Sunday, 10 October 2010

Negative branch lengths in neighbour-joining analyses

A recent analysis of some fish COI data revealed these really odd branch tips going backwards on the tree. I'd never heard of this before and neither had most people I asked. So what are they, what causes them, and how do I get rid of them?

NJ phylogram of cyprinid COI sequences

Well they seem to be an artefact of the stepwise NJ clustering algorithm and how it adds new branches. I don't pretend to know the details, but it seems to occur on most analytical platforms (e.g. R, MEGA, PAUP*). These negative branches don't really have any biological meaning, so it is best to remove them before the tree is presented. Ideally they are redistributed to adjacent branches, but practically this isn't feasible. Apparently, PAUP* is able to deal with this, but I didn't have any joy when I tried. Setting them to zero seems the most justified approach at this stage. Of course the original distance matrix on which the NJ tree is based remains the same, so identifications should obviously be checked against the data, rather than by looking at just the tree.

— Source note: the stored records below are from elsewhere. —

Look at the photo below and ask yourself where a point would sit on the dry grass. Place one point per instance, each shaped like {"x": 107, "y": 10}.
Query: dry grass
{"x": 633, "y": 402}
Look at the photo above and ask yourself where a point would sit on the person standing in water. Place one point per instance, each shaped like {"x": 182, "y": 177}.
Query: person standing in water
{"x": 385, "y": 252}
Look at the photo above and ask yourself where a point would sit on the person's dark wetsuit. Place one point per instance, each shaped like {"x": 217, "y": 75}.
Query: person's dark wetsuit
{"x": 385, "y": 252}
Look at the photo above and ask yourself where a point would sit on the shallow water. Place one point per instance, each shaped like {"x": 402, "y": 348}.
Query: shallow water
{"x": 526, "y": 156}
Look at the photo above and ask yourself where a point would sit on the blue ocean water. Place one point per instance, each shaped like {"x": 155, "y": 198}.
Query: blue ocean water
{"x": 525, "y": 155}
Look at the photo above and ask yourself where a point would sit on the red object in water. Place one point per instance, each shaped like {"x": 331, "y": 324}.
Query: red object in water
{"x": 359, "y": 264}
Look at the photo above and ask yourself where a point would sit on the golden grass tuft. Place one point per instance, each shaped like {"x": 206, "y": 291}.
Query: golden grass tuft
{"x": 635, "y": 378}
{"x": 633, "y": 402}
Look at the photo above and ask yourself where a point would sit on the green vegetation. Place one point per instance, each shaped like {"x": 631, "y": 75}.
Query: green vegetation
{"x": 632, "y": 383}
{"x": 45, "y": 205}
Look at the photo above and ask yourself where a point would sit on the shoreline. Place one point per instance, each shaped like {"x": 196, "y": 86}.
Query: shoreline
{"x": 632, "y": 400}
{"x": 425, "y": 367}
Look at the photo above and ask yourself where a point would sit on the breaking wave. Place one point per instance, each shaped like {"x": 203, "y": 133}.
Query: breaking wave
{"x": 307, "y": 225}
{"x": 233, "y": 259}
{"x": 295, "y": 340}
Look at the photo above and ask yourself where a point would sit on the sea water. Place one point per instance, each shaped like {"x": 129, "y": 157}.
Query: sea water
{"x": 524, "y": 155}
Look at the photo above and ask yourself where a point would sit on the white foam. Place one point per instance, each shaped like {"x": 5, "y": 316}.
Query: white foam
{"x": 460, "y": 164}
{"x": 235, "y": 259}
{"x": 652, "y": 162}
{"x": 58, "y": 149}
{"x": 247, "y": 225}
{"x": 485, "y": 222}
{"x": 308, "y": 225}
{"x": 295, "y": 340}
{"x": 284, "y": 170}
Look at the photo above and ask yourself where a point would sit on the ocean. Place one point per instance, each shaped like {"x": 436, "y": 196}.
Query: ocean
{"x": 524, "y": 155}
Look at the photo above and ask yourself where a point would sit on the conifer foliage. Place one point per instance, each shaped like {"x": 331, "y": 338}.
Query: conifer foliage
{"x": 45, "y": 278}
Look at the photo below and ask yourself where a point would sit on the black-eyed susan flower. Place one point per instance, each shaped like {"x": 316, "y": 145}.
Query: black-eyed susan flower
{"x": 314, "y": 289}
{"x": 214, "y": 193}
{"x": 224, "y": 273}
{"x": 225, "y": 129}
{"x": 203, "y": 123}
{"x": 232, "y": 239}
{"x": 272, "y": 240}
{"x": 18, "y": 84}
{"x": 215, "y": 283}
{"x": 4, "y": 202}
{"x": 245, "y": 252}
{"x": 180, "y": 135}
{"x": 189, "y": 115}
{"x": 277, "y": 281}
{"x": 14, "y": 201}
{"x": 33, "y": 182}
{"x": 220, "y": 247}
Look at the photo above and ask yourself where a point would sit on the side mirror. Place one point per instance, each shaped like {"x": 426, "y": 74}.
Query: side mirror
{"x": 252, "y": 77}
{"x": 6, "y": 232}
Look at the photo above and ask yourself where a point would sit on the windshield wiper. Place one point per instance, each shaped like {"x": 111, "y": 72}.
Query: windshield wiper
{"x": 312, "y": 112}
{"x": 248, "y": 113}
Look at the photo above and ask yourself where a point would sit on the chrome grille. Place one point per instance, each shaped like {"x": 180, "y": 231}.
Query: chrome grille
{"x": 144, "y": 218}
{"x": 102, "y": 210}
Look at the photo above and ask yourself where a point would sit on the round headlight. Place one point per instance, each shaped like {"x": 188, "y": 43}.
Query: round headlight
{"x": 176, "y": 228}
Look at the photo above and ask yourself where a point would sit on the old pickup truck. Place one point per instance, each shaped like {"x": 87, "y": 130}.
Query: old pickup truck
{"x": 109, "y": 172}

Using the ape package in R, my simple workaround is to generate a neighbour-joining tree as usual with the nj() function. Next I save this tree object to file (in Newick parenthetical format) using the write.tree() command, and open the Newick text file in a text editor (I use SciTE). To remove all the negative branch numbers and replace them with zero, you need to use a regular expression search and replace. This is quite a powerful feature if you know how to use it. As well as normal negative numbers (e.g. -0.0005558445244), ape also adds negative exponents for really short branches (e.g. -5.199093188e-17), so these need to be dealt with too. First off you need to replace the exponent string by entering:

-\d\.\d*e-\d\d

Next, the normal negative number can be addressed with:

-\d\.\d*

I won't go into the details of how these instructions work, but a good tutorial on regular expressions can be found here. Make sure you have no other hyphens in your Newick file that may interfere (e.g. in the taxon labels), and always test it first with just find before you replace all and save. Now your modified Newick file can be reloaded into R and printed using the respective read.tree() and plot() commands. Hopefully someone will eventually develop a more sophisticated way of dealing with this natively in R.

EDIT 18.10.10 ...
And sure enough, yes, there is a much easier way of doing this straight in R. Simply create or load your tree object, and then access the branch (edge) lengths with the $ command, replacing all with zero.

TREEOBJECT$edge.length[TREEOBJECT$edge.length<0]<-0

Many thanks to Samuel Brown for pointing this out. For the R-phobic, the more long-winded approach posted above can still be used for trees produced in other programs such as MEGA or PAUP*.